One ride offered at SeaWorld San Diego called the “Sky Tower,” is a delightfully restful ride in a comfortable, rotating “pod” that slowly rises 500 feet up a huge mast in the middle of the park and provides a fantastic view of the greater San Diego area, including the bay, downtown and a bird’s-eye view of the park itself. A park such as this must use an incredible amount of water and electricity. I haven’t gone digging around to see if I can find anything, but the mind boggles when you see all the pools, tanks, buildings and everything else from on high. But what I didn’t see while I was up there was a single solar panel. C’mon, this is southern California! The sun shines over 300 days a year here and the government has done more than any other state to provide incentives for alternative power sources.
What I saw (or, more importantly, what I didn’t see) at SeaWorld raised many other questions for me throughout the day.
• What kind of environmental impact does a place like Sea World have on the environment?
• Is Sea World, with its commitment to the world’s oceans, a better kind of amusement park than a place like Disneyland?
• What kind of impact do they really have with their environmental programs?
I can’t help but think of what a great opportunity SeaWorld has in putting a message of sustainability in front of such a huge number of people daily, most of whom probably don’t have a clue or a care about the impact they’re having on the environment. Yet this opportunity seems to be squandered by doing so little at all. In fact, they spent more time honoring the firefighters who fought the recent fires in Southern California and the troops fighting in Iraq than talking about their conservation programs. While I certainly don’t mean to belittle the work that either of those two groups of people have done or are doing, SeaWorld just doesn’t seem to be the place to make the most noise about it.

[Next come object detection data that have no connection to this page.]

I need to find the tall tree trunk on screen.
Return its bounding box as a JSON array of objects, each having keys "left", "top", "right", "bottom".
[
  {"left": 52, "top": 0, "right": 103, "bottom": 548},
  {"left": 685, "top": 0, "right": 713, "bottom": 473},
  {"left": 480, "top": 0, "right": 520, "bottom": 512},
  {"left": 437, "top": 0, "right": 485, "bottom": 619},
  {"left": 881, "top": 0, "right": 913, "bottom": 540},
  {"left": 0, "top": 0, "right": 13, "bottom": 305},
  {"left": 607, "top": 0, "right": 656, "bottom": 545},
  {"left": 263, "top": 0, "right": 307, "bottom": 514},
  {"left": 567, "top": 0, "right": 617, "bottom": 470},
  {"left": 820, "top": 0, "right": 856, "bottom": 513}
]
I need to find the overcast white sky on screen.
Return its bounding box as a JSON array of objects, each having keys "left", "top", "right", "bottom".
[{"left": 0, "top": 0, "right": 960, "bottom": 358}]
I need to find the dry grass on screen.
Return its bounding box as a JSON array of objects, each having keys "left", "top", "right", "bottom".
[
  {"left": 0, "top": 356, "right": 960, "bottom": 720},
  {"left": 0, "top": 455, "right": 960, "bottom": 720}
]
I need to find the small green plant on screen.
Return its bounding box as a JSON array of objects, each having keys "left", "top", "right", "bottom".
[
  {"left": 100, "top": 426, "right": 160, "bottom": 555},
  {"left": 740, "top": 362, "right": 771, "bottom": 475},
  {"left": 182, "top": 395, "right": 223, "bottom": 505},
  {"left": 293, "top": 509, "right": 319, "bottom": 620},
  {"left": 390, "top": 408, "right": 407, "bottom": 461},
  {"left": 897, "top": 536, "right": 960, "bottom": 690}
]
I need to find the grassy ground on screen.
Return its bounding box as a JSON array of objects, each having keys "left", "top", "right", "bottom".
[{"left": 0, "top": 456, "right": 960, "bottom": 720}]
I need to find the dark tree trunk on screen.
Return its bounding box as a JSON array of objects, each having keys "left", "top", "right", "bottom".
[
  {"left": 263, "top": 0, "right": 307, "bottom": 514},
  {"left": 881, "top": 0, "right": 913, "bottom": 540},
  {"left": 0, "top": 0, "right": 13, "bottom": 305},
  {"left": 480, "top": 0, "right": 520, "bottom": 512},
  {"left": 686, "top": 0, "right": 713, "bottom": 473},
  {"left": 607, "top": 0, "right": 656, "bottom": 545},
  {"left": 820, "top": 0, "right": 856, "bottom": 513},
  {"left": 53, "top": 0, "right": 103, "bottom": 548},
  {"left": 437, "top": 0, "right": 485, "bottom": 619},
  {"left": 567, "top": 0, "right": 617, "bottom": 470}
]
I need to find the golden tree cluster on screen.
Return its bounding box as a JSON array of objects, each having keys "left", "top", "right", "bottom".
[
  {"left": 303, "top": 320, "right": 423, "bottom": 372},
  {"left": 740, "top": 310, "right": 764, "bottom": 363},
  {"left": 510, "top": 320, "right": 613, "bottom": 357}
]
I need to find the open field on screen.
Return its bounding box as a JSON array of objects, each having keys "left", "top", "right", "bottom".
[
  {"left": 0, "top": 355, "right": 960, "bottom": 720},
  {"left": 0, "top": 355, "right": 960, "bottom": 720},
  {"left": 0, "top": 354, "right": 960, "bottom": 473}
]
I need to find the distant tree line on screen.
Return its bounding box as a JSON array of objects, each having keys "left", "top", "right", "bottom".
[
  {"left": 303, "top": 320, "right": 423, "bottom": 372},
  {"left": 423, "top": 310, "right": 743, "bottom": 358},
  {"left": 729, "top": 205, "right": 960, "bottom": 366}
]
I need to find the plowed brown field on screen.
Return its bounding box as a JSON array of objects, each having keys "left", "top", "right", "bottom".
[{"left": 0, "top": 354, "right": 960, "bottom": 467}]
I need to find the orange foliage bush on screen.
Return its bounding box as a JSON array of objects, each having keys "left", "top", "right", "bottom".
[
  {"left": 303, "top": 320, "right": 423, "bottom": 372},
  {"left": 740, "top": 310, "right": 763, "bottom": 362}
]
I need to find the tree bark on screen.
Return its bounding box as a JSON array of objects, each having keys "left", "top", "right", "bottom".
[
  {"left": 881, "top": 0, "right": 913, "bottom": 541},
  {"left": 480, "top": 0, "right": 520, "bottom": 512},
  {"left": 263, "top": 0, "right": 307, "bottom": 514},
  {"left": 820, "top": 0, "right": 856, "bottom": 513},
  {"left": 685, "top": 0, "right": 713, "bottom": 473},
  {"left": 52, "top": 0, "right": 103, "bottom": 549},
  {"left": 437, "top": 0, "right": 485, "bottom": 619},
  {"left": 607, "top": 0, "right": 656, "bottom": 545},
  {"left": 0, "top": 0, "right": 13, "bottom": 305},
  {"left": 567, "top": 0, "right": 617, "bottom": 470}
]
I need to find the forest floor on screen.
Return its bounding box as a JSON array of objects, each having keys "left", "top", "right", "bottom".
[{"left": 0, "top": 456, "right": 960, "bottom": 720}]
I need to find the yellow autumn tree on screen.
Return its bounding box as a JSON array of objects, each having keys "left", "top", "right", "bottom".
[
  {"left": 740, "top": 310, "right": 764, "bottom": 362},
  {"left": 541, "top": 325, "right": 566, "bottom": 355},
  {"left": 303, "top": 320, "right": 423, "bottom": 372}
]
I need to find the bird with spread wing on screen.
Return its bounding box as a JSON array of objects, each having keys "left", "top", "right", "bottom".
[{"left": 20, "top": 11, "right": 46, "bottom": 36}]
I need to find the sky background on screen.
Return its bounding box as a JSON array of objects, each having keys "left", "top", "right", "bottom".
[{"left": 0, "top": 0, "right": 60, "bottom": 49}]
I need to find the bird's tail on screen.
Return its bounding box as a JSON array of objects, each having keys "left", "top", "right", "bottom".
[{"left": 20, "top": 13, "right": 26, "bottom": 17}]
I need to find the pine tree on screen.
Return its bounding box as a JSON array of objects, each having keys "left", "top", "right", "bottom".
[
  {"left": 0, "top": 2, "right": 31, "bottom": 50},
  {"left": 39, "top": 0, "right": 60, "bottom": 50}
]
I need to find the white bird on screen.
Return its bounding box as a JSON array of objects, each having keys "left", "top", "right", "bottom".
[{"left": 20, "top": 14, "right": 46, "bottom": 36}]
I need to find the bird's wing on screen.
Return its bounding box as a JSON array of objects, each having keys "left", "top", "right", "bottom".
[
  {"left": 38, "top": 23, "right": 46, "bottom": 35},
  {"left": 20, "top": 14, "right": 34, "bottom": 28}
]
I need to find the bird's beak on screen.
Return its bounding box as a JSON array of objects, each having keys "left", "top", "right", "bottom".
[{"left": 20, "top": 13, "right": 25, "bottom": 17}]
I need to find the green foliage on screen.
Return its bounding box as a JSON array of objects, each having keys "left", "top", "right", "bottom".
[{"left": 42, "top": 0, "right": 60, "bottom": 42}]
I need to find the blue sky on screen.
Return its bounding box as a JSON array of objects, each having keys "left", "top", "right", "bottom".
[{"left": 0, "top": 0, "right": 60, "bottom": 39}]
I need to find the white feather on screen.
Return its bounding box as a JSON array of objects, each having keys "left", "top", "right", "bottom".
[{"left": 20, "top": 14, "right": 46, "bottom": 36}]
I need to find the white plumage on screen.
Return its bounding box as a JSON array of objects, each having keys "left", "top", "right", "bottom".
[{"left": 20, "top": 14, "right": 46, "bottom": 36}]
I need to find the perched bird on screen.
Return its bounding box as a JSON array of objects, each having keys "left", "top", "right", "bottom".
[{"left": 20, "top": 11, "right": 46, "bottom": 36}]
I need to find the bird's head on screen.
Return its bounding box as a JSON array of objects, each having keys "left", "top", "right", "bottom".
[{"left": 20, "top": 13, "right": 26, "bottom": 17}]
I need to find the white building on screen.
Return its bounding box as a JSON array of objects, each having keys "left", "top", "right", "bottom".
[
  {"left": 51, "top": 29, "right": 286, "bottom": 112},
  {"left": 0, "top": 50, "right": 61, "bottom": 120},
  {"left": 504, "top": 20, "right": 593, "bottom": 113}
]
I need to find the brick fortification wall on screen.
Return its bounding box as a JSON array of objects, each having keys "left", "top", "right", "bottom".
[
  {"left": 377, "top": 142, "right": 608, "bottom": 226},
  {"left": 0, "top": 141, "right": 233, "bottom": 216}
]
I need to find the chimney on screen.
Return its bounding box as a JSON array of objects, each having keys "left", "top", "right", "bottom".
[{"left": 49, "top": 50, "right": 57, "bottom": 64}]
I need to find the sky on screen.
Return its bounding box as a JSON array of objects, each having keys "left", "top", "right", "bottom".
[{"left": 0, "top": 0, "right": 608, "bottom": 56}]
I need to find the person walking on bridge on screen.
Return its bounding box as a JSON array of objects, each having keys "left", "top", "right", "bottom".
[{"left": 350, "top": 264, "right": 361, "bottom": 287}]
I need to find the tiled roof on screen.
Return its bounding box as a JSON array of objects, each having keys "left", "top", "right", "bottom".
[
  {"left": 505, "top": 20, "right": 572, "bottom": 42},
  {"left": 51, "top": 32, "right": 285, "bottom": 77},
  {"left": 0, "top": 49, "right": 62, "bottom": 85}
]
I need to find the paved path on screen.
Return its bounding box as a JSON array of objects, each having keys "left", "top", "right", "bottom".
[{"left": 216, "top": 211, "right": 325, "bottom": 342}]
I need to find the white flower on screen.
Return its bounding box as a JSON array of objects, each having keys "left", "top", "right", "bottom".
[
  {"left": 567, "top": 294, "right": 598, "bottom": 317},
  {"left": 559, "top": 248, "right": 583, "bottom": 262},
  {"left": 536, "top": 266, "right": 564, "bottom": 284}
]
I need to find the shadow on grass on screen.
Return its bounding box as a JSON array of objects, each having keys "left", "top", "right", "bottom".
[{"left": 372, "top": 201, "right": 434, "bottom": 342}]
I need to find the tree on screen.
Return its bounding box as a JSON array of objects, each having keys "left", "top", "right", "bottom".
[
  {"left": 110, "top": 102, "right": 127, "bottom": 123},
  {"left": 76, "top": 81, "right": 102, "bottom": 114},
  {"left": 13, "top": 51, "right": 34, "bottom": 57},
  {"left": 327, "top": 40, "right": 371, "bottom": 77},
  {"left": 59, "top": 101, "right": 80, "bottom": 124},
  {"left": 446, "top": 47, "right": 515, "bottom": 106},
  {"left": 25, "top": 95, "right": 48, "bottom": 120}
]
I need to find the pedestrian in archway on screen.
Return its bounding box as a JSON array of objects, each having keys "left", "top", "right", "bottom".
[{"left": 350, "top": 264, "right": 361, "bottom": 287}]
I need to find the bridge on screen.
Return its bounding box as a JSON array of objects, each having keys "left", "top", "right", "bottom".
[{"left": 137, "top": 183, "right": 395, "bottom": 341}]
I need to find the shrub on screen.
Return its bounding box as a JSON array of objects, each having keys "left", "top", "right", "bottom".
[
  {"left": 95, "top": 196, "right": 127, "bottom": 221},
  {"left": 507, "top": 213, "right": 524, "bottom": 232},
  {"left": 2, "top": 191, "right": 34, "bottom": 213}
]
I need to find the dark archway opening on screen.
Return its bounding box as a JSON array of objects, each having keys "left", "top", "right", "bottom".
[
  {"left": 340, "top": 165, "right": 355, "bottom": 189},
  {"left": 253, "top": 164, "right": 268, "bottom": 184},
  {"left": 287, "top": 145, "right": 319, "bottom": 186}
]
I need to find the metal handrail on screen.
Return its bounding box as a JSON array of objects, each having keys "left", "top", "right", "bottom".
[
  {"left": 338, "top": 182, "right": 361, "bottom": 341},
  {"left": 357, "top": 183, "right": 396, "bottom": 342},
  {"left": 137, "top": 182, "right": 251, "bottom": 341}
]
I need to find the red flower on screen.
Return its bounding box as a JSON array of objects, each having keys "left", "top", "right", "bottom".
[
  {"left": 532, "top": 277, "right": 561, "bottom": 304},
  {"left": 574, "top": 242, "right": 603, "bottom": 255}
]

After a day at such an “Adventure Park,” I feel a bit like my intelligence and sensibilities have been assaulted. And even though the professionalism of those working there and the presentation and shows are truly top-notch, I can’t help feeling like they’re catering to the lowest common denominator.
I just don’t understand why, as Americans, we have to be that way. We’re not all dumb sheep. And most of us would and do rise to the occasion when faced with a challenge. We see that with the firefighters in southern California and we see that with our troops overseas; why can’t we all rise to the occasion when it comes to the environment, a cause that is every bit as important and threatening as a wildfire?